What document formats can Sovren handle?

Sovren essentially supports any non-image resume and CV format, including all of the popular job board formats and social and professional networks. This includes:

  • Microsoft Word (all versions including DOCX)
  • PDF*
  • HTML
  • Rich Text (RTF)
  • OpenOffice 2.+
  • Microsoft Office HTML
  • Text Excel

If you are seeing poor parsing results from a PDF, that problem is almost certainly caused by the PDF is a file that looks great, but internally is corrupted. Here is Sovren's Article on the topic, but there is a simple way to find out if a PDF is corrupt. Open the file using the free Adobe Acrobat Reader software, choose File -> Save as Text and save the file. Then open it using a text editor such as Notepad or UltraEdit.

Does Sovren support Parsing in languages other than English?

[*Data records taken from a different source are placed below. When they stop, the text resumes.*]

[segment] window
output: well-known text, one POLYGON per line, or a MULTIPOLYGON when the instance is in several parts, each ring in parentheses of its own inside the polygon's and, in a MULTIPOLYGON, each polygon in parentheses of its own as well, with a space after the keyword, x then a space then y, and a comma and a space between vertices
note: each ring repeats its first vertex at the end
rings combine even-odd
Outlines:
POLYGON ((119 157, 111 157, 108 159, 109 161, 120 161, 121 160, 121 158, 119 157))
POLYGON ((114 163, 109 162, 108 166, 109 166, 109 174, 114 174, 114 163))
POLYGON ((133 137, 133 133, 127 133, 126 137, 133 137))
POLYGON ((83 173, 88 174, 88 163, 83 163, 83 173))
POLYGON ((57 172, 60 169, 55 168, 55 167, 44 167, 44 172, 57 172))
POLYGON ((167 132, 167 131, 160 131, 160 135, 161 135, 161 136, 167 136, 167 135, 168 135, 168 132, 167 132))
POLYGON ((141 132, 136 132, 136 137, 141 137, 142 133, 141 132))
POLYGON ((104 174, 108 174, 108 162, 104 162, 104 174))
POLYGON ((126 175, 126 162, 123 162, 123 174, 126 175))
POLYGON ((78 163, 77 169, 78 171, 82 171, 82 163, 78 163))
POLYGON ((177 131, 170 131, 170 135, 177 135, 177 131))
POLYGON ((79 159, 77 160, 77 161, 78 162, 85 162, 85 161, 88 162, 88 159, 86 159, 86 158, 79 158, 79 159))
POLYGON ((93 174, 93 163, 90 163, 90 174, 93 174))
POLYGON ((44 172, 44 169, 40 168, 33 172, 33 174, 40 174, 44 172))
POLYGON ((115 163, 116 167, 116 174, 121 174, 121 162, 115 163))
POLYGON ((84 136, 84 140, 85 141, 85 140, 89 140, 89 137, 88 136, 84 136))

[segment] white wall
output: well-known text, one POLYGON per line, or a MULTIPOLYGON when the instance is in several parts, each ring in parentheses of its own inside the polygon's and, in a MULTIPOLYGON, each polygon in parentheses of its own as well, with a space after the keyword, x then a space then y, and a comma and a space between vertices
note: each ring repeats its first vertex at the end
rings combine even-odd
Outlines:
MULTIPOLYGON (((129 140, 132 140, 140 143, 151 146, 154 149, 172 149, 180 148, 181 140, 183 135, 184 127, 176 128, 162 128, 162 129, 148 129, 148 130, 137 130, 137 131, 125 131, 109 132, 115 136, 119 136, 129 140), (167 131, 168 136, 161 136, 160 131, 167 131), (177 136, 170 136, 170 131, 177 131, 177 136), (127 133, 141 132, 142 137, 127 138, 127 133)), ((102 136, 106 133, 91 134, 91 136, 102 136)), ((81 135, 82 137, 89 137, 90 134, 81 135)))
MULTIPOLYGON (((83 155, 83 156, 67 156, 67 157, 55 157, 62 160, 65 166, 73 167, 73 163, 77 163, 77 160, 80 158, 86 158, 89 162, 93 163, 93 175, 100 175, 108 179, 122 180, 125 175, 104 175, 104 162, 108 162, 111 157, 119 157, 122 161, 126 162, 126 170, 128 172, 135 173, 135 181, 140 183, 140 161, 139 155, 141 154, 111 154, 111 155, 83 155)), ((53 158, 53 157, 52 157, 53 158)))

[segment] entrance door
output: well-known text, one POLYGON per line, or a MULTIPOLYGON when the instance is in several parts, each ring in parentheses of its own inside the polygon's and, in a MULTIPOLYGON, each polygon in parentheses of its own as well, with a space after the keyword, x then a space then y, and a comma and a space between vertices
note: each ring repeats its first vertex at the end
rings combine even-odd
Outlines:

The Sovren parser has auto language detection so you will never have to tell the parser what language a CV is written in. They currently support parsing in the following languages:

  • Bulgarian
  • Chinese (Simplified)
  • Croatian
  • Czech
  • Danish
  • Dutch
  • English (all dialects)
  • Estonian
  • Finnish
  • French (all dialects, including Canada, Belgium, Italy, Liechtenstein, and others)
  • German (all dialects including Switzerland, Liechtenstein and Austria)
  • Greek
  • Hungarian
  • Italian (all dialects)
  • Latvian
  • Lithuanian
  • Norwegian
  • Polish
  • Portuguese (all dialects)
  • Romanian
  • Russian (including Belarusian)
  • Slovak
  • Slovenian
  • Spanish (also Catalan, Galician, Basque)
  • Swedish

In addition, Sovren support automatic "Locale Detection" which is used to identify the region or country and apply some logic around parsing of an address, telephone, etc.

Does the Sovren resume parser service store my resumes?

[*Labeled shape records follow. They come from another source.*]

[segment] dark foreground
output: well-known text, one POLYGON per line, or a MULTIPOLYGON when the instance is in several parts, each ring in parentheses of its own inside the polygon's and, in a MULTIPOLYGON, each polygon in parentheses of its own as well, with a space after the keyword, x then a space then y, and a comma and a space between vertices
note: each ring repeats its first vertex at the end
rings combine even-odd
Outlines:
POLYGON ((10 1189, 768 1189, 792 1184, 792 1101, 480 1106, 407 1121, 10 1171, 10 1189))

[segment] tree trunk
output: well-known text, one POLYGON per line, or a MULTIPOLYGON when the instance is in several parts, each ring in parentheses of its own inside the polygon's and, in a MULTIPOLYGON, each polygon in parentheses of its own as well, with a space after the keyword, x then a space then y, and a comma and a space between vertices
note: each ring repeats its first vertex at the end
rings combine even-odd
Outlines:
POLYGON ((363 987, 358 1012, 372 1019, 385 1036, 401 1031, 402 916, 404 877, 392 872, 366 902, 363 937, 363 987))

No, the Sovren resume parsing SaaS does not store any CVs/Resumes. All parsing is done in-memory so there is never any data written to a file system or database.

Is the Sovren Service secure and scalable?

Invenias integrates with Sovren via a REST API. Sovren's service uses SSL to handle encrypted links between services and does not store your data. This service runs on Amazon Web Services (AWS), scales both vertically and horizontally and has no document limits.